Create Agent

Security checks across malware telemetry and agentic risk

Overview

The skill mostly does what it says, but it includes unsafe guidance for extracting browser/session tokens and makes persistent OpenClaw configuration changes.

Install only if you intend to let this skill create agents and change your OpenClaw routing/team configuration. Use dry-run first, back up openclaw.json and TEAM.md, review any custom workspace path, and avoid using browser session tokens from headers, cookies, or local storage; prefer official scoped API tokens or supported login flows.

SkillSpector

By NVIDIA
Vulnerability Patterns
  • Data ExfiltrationExternal Transmission, Env Variable Harvesting, File System Enumeration
  • Excessive AgencyUnrestricted Tool Access, Autonomous Decision Making, Scope Creep
  • Taint TrackingDirect Taint Flow, Variable-Mediated Taint Flow, Credential Exfiltration Chain
  • Prompt InjectionInstruction Override, Hidden Instructions, Exfiltration Commands
  • Privilege EscalationExcessive Permissions, Sudo/Root Execution, Credential Access
Findings (5)

Tainted flow: 'workspace_dir' from input (line 600, user input) → shutil.copy (file write)

Medium
Category
Data Flow
Content
if not args.dry_run:
        import shutil
        for f in ['IDENTITY.md', 'SOUL.md', 'AGENTS.md', 'USER.md']:
            shutil.copy(agent_dir / f, workspace_dir / f)
        log(f"  同步到工作区", 'success')
    
    # 3. 更新 openclaw.json
Confidence
96% confidence
Finding
shutil.copy(agent_dir / f, workspace_dir / f)

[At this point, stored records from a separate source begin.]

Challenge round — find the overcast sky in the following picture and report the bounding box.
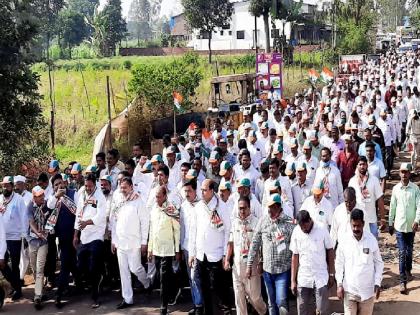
[100,0,182,17]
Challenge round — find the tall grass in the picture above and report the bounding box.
[37,53,321,166]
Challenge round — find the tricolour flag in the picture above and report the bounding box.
[321,67,334,83]
[308,68,319,82]
[173,91,184,110]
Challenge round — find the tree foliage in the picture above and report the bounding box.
[182,0,233,63]
[58,9,88,58]
[129,53,203,117]
[249,0,273,52]
[128,0,152,45]
[0,0,48,175]
[336,0,376,54]
[87,0,127,57]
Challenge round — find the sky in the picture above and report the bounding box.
[100,0,182,17]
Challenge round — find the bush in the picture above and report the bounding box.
[129,53,203,117]
[123,60,132,70]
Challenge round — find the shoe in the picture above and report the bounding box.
[400,283,407,294]
[34,296,42,311]
[54,296,64,308]
[195,306,204,315]
[98,275,104,292]
[168,288,182,306]
[12,291,22,301]
[405,270,414,282]
[0,287,6,308]
[90,300,101,309]
[117,300,133,310]
[144,284,153,295]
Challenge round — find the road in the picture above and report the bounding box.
[0,154,420,315]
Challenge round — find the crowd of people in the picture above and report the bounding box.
[0,51,420,315]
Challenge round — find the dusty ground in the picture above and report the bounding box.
[0,154,420,315]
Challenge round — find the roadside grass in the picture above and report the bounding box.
[37,53,320,167]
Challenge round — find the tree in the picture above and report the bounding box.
[182,0,233,63]
[68,0,99,36]
[98,0,127,57]
[249,0,273,53]
[58,9,88,59]
[68,0,99,18]
[32,0,65,61]
[128,0,151,46]
[0,0,48,175]
[335,0,376,54]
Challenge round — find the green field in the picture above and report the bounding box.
[33,53,321,166]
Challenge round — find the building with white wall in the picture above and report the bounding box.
[188,0,323,50]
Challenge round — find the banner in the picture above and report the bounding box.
[256,53,283,100]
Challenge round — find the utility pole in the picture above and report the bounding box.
[106,75,112,149]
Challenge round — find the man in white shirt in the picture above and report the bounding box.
[298,140,319,182]
[299,182,334,229]
[290,210,335,315]
[335,209,384,315]
[166,145,182,189]
[330,187,369,248]
[13,175,32,283]
[312,148,343,210]
[231,178,263,220]
[233,150,260,192]
[0,176,29,301]
[292,161,313,218]
[73,174,106,308]
[376,110,397,176]
[262,158,293,211]
[365,141,386,191]
[110,177,151,309]
[349,156,386,237]
[180,180,203,314]
[189,179,230,314]
[0,215,7,305]
[100,149,121,191]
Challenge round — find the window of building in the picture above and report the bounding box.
[200,31,210,39]
[236,31,245,39]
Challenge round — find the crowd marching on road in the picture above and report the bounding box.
[0,51,420,315]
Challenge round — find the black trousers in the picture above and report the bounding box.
[57,238,78,297]
[103,240,120,285]
[3,240,22,292]
[196,255,230,315]
[155,256,174,309]
[77,240,104,301]
[44,234,57,282]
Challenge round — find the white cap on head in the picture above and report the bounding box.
[13,175,26,184]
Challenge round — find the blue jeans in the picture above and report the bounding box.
[263,270,290,315]
[369,223,379,238]
[397,231,414,283]
[184,249,203,306]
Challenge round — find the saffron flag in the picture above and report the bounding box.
[308,68,319,82]
[321,67,334,83]
[173,91,184,110]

Context-Inappropriate Capability

High
Confidence
99% confidence
Finding
The document gives explicit step-by-step instructions to locate, extract, copy, and reuse authentication tokens from browser network traffic, local storage, and account settings, then use them for CLI authentication and publishing. This enables credential harvesting and token replay; in the context of an agent skill with no legitimate administrative or security purpose stated, it materially increases the risk of unauthorized account access and misuse.

Missing User Warnings

High
Confidence
97% confidence
Finding
The guide normalizes handling highly sensitive credentials by telling users to inspect requests and storage for tokens and reuse them, while only adding a brief warning much later that a token is like a password. That is dangerous because it trains unsafe credential practices and can lead to accidental exposure, session theft, account compromise, and misuse of publishing privileges.

Missing User Warnings

Medium
Confidence
91% confidence
Finding
The README explicitly states that the skill will create files under ~/.openclaw/agents/<id>/ and ~/.openclaw/workspace-<id>/ and automatically modify shared configuration files such as openclaw.json and TEAM.md, but it does not provide an explicit warning that running the skill changes persistent filesystem state and live agent/channel configuration. In an agent-management context, undocumented automatic writes to global config are security-relevant because users may run the tool expecting scaffolding only, while it can silently alter bindings, channels, and operational behavior.

Missing User Warnings

Medium
Confidence
91% confidence
Finding
The skill explicitly states it will automatically modify shared state files like openclaw.json and TEAM.md, which can affect routing, agent bindings, and team configuration for the whole workspace. In a skill that performs provisioning, such behavior can be legitimate, but documenting it without a prominent warning, backup guidance, confirmation requirements, or scope limitations increases the risk of accidental misconfiguration or destructive changes.

VirusTotal

64/64 vendors flagged this skill as clean.